Si sa production se compose de paysages et scènes de la vie quotidienne, elle accorde surtout une place particulière au portrait. Elle multiplie ainsi les figures peintes sur le motif, notamment dans les jardins, qu’ils soient privés ou publics. Sa sœur mais également bonnes et nourrices sont des modèles de prédilection pour Morisot. Véritable peinture de l’intime, le regard que porte l’artiste sur le travail des invisibles confère dignité et poésie à ses sujets. Il ne s’agit en aucun cas d’un manifeste politique, mais ses œuvres interrogent tout de même le statut de la femme au XIXème siècle.
Enfin, le fil conducteur de la représentation de la vie moderne chez Morisot est le plein air : la végétation envahit l’arrière-plan, le ciel s’efface au profit d’un entrelacement de plantes et de fleurs aux tons pastel. Il s’agit pour l’artiste de peindre son environnement tel qu’il est et d’effleurer au plus près l’instantanéité.
Ainsi, ces différentes scènes deviennent des sujets d'expérimentations privilégiés. La mise en scène de l’espace, la transcription d'une impression immédiate, les effets de la lumière, aussi fugaces soient-ils, la conduisent à adopter une touche de plus en plus rapide et visible, fusionnant figure et arrière-plan dans une explosion de couleurs.

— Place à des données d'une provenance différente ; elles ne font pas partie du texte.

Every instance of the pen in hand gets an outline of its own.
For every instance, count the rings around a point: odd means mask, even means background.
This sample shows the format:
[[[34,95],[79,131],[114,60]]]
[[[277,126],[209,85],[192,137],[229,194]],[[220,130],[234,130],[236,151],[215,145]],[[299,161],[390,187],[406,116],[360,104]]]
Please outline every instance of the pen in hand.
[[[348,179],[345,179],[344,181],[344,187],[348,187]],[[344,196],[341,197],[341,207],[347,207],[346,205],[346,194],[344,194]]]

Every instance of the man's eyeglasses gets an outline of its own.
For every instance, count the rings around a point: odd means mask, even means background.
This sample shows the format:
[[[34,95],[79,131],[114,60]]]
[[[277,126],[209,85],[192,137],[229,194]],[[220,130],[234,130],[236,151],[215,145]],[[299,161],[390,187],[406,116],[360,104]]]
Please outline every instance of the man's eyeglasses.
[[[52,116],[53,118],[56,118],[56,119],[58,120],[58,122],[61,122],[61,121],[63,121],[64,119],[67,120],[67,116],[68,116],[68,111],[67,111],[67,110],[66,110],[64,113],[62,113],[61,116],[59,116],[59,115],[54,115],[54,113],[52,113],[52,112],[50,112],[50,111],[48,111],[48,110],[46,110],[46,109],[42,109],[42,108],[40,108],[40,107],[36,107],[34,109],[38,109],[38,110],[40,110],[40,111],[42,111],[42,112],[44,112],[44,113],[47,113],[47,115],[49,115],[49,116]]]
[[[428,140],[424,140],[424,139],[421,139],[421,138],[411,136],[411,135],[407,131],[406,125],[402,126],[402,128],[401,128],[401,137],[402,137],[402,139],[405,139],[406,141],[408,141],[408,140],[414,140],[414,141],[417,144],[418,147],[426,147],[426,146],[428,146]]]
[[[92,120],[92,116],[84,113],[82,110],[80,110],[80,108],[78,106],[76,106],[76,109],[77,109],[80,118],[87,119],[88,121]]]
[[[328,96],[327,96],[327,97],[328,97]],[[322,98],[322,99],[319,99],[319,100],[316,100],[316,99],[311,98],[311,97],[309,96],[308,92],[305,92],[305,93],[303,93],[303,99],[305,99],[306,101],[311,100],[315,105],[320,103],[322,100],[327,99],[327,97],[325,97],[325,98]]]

En quête d’exploration perpétuelle Berthe Morisot meurt prématurément en 1895. Artiste prolifique, elle laisse un corpus composé de 423 tableaux, 191 pastels, 240 aquarelles, 8 gravures, 2 sculptures et plus de 200 dessins. Sa faible représentation dans les collections publiques a empêché une reconnaissance méritée. Des rétrospectives récentes (par exemple au musée d’Orsay en 2019) et des publications scientifiques réhabilitent pleinement cette passionnée dont la production explore un monde poétique, lumineux et paisible.

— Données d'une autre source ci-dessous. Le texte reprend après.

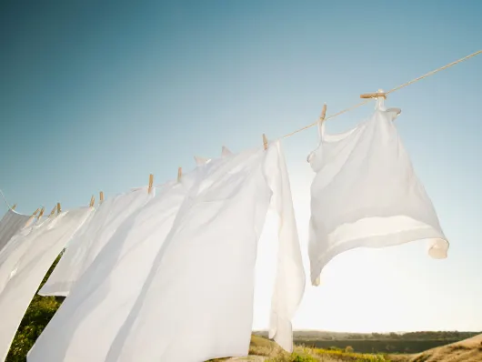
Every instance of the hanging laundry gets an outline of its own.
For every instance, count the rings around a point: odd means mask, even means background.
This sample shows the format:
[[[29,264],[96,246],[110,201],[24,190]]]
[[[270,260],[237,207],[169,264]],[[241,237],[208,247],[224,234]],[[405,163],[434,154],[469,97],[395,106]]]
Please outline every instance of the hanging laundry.
[[[176,203],[167,201],[174,197],[167,189],[119,228],[37,339],[29,362],[247,355],[257,240],[270,202],[281,218],[270,337],[292,349],[305,273],[280,144],[211,160],[181,183]]]
[[[0,361],[4,361],[16,329],[44,276],[65,243],[83,225],[89,207],[66,211],[55,218],[22,230],[0,253]]]
[[[85,227],[69,242],[38,294],[67,297],[74,283],[92,264],[119,226],[153,196],[154,193],[148,193],[147,187],[139,187],[104,201],[89,216]]]
[[[445,258],[448,242],[417,177],[394,120],[378,98],[374,115],[355,128],[329,135],[308,156],[316,173],[311,186],[311,281],[323,267],[356,247],[384,247],[429,239],[428,254]]]
[[[136,303],[191,179],[184,175],[181,182],[158,187],[156,197],[117,227],[36,340],[27,356],[29,361],[105,360]],[[52,344],[53,340],[56,342]]]
[[[8,210],[0,220],[0,251],[5,247],[12,236],[23,228],[30,218],[14,210]]]

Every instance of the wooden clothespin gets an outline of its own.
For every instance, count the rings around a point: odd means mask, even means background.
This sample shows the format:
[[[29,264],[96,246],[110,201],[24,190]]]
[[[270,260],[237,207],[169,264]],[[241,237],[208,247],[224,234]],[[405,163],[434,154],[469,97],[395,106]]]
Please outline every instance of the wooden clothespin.
[[[48,218],[52,217],[54,215],[55,215],[55,210],[57,209],[57,206],[55,205],[50,214],[48,215]]]
[[[387,94],[382,91],[381,89],[378,89],[378,92],[377,93],[366,93],[365,95],[360,95],[360,98],[378,98],[379,96],[383,96],[385,99],[387,99]]]
[[[323,123],[326,116],[326,104],[323,105],[323,109],[321,110],[321,116],[319,117],[319,123]]]
[[[265,150],[267,149],[267,138],[266,135],[263,134],[263,147],[265,147]]]
[[[149,175],[149,188],[147,188],[147,194],[150,194],[152,191],[152,184],[154,184],[154,175]]]
[[[34,217],[36,216],[36,214],[37,214],[39,211],[40,211],[40,207],[37,208],[35,211],[34,211],[34,214],[32,214],[32,215],[30,216],[30,217],[28,218],[28,220],[26,220],[25,226],[26,226],[28,224],[30,224],[30,221],[32,221],[32,219],[33,219]]]

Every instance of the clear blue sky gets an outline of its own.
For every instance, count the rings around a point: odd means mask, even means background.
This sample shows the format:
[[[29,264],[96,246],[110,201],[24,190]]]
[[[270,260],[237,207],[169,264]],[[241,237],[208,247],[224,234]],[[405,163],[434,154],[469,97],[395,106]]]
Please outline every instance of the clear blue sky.
[[[175,178],[482,48],[482,2],[4,1],[0,188],[26,214]],[[391,95],[451,247],[356,250],[308,287],[297,328],[482,330],[482,55]],[[341,131],[367,106],[329,122]],[[310,129],[285,143],[307,267]],[[2,205],[1,212],[6,207]],[[268,223],[269,224],[269,223]],[[269,232],[266,232],[269,234]],[[255,327],[267,324],[273,234]]]

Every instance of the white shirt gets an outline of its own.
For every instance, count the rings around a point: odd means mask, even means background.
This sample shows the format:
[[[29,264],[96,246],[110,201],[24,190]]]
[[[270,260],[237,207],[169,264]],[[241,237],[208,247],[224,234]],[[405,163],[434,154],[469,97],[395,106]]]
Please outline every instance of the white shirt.
[[[85,227],[67,245],[41,296],[67,297],[72,286],[92,264],[114,233],[134,212],[154,196],[147,187],[133,189],[104,201],[86,221]]]
[[[0,360],[4,361],[32,297],[65,243],[92,210],[66,211],[22,230],[0,253]],[[4,253],[5,252],[5,253]]]
[[[448,242],[432,202],[417,177],[397,132],[397,112],[379,98],[373,116],[355,128],[329,135],[308,160],[311,186],[311,281],[336,255],[429,239],[429,255],[447,257]]]
[[[286,164],[274,143],[198,166],[126,220],[28,361],[247,355],[257,241],[270,203],[281,217],[270,335],[291,349],[305,274]]]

Berthe Morisot, Le Jardin à Bougival, huile sur toile, 1884, musée Marmottan Monet

Berthe Morisot dans les collections du musée des Beaux-Arts de Pau
Berthe Morisot et son mari Eugène Manet affectionne le calme et la sérénité de Bougival. Ils y séjournent essentiellement en été quand le parc arboré est fleuri. Entourée des siens, dans ce jardin qui lui inspire certaines de ses toiles les plus audacieuses, l’artiste y vit des moments de plénitude. C’est ainsi qu’elle puise au sein de son proche entourage les sujets qui décrivent cette harmonie familiale. Parmi ses modèles favoris, Pasie, sa bonne, occupe une place privilégiée. Séduite par sa coquetterie et son maintien, Berthe l’immortalise à de nombreuses reprises.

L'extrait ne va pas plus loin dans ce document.